6.2 OVS OpenFlow Redirection (Stage 1)
On the originating node (master-03), OVS modifies registers to redirect the packet into the Geneve tunnel towards the Egress node (master-01).
# Check OVS flows for the source Pod IP
oc exec -n openshift-ovn-kubernetes $OVN_NODE_03_POD -c ovn-controller -- ovs-ofctl dump-flows br-int | grep "10.133.0.3"
# table=25, priority=101, ip, nw_src=10.133.0.3 actions=load:0x64580004->NXM_NX_XXREG0[96..127]...- 0x64580004 translates to
100.88.0.4, the Transit Switch IP ofmaster-01-demo.
6.3 NFTables Dynamic Maps (Stage 2)
On the egress node (master-01), the final SNAT transformation occurs using nftables maps for maximum throughput.
# Extract the dynamic SNAT map from the host
oc debug node/master-01-demo -- chroot /host /bin/bash -c "nft list ruleset | grep 'egress-service-snat-v4' -A 5 -B 5"
# map egress-service-snat-v4 {
# type ipv4_addr : ipv4_addr
# elements = { 10.132.0.39 comment "demo-egress/egress-identity" : 192.168.66.100, 10.133.0.4 comment "demo-egress/egress-identity" : 192.168.66.100 }
# }
oc debug node/master-02-demo -- chroot /host /bin/bash -c "nft list ruleset | grep 'egress-service-snat-v4' -A 5 -B 5"
# map egress-service-snat-v4 {
# type ipv4_addr : ipv4_addr
# }
oc debug node/master-03-demo -- chroot /host /bin/bash -c "nft list ruleset | grep 'egress-service-snat-v4' -A 5 -B 5"

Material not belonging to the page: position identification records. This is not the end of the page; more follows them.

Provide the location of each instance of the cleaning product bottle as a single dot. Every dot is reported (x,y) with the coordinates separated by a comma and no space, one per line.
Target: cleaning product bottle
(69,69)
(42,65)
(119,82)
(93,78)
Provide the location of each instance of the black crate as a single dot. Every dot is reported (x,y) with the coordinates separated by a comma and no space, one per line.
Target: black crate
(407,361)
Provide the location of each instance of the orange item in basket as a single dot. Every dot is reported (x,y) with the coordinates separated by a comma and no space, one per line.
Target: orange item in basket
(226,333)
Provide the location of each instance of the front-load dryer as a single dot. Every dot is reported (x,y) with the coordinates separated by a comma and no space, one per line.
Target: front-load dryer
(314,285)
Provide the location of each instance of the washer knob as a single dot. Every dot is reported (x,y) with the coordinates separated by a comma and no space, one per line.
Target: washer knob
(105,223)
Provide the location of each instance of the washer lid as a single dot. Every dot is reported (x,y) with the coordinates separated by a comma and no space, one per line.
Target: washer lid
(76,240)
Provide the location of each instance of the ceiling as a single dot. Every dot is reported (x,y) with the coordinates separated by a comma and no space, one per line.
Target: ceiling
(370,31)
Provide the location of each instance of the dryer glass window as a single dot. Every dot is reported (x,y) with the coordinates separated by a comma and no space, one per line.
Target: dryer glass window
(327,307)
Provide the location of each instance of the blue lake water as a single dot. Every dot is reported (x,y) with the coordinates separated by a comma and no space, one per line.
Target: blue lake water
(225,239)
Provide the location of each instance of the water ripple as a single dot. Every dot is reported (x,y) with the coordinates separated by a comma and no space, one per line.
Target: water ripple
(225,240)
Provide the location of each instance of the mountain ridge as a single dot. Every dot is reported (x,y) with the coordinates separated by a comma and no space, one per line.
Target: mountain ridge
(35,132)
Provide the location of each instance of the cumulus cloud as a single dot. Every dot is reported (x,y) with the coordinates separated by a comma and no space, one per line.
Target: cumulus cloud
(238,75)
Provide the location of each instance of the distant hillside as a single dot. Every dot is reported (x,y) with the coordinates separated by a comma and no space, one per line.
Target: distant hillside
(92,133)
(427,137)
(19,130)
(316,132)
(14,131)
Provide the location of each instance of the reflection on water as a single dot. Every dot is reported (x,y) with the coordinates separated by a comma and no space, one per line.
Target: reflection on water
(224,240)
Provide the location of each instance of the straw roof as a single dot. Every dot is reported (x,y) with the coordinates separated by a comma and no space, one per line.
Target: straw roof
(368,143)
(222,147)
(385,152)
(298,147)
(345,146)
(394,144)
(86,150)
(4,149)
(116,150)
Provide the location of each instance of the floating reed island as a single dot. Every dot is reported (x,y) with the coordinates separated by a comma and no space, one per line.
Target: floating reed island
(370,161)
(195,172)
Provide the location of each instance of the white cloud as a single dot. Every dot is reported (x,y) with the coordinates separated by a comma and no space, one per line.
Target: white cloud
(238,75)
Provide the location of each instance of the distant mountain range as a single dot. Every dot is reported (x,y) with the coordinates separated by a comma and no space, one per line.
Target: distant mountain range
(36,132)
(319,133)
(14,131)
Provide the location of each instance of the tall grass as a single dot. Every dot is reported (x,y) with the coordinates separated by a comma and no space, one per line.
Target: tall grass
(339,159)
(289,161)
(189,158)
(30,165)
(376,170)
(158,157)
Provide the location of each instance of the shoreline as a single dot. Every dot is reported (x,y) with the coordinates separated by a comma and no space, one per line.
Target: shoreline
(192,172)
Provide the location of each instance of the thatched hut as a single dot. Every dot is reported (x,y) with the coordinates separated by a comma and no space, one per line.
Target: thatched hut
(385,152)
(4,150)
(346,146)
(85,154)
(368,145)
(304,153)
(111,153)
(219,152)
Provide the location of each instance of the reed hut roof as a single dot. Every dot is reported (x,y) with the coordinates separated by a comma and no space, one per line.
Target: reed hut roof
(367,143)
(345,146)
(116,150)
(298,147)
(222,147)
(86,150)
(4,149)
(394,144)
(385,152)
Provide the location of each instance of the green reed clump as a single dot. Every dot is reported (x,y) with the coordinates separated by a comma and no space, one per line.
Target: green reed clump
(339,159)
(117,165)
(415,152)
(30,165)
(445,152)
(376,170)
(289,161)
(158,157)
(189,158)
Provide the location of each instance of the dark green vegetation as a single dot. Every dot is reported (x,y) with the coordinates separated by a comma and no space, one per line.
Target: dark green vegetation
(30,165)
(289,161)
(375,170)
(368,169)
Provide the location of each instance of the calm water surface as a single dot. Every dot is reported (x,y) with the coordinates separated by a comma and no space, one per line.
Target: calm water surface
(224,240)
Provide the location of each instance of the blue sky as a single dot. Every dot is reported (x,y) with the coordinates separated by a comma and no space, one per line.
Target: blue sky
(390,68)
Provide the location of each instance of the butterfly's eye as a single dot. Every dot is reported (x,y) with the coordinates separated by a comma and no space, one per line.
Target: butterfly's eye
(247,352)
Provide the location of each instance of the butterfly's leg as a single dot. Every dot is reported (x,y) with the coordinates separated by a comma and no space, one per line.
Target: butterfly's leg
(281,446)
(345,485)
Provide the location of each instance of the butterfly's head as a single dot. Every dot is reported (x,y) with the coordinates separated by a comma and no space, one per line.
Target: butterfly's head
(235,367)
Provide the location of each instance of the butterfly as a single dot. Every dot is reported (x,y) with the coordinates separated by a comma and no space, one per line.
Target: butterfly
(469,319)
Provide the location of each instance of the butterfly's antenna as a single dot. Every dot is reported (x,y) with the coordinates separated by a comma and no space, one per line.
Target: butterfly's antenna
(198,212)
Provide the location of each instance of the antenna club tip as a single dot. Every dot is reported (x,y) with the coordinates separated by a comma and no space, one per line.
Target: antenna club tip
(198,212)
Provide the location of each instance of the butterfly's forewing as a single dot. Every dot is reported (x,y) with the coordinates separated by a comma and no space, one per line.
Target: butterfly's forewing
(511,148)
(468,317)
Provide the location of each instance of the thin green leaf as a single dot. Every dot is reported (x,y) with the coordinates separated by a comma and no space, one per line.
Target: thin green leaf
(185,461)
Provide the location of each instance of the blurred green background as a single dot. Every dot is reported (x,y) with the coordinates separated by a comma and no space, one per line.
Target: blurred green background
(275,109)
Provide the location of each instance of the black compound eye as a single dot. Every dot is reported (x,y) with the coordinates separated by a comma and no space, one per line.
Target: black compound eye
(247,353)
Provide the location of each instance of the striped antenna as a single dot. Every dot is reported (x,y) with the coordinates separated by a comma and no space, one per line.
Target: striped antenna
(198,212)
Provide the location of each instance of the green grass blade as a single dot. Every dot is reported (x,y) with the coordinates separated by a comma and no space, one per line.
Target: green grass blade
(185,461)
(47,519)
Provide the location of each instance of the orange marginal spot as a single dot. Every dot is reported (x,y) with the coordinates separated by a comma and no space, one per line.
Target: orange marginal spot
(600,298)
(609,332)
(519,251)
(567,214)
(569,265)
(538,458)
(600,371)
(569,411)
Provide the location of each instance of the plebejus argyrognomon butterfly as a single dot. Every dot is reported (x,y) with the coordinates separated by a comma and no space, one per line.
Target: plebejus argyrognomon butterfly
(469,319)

# map egress-service-snat-v4 {
# type ipv4_addr : ipv4_addr
# }
# Extract the DNAT rules
oc debug node/master-01-demo -- chroot /host /bin/bash -c "iptables -L -v -n -t nat | grep 'Chain OVN-KUBE-EXTERNALIP' -A 4 -B 0"
# Chain OVN-KUBE-EXTERNALIP (2 references)
# pkts bytes target prot opt in out source destination
# 0 0 DNAT tcp -- * * 0.0.0.0/0 192.168.66.100 tcp dpt:8080 to:172.22.88.148:8080
oc debug node/master-02-demo -- chroot /host /bin/bash -c "iptables -L -v -n -t nat | grep 'Chain OVN-KUBE-EXTERNALIP' -A 4 -B 0"
# Chain OVN-KUBE-EXTERNALIP (2 references)
# pkts bytes target prot opt in out source destination
# 0 0 DNAT tcp -- * * 0.0.0.0/0 192.168.66.100 tcp dpt:8080 to:172.22.88.148:8080
oc debug node/master-03-demo -- chroot /host /bin/bash -c "iptables -L -v -n -t nat | grep 'Chain OVN-KUBE-EXTERNALIP' -A 4 -B 0"
# Chain OVN-KUBE-EXTERNALIP (2 references)
# pkts bytes target prot opt in out source destination
# 0 0 DNAT tcp -- * * 0.0.0.0/0 192.168.66.100 tcp dpt:8080 to:172.22.88.148:8080Conclusion
The evolution from manual FRRConfiguration to integrated MetalLB CRDs in OpenShift 4.19 represents a significant improvement in usability and automation. By leveraging the Shared FRR-K8s Instance Observation (via namespace labeling), administrators can use standard Kubernetes networking abstractions to manage complex BGP routing policies, ensuring high-performance Egress traffic management with minimal manual overhead.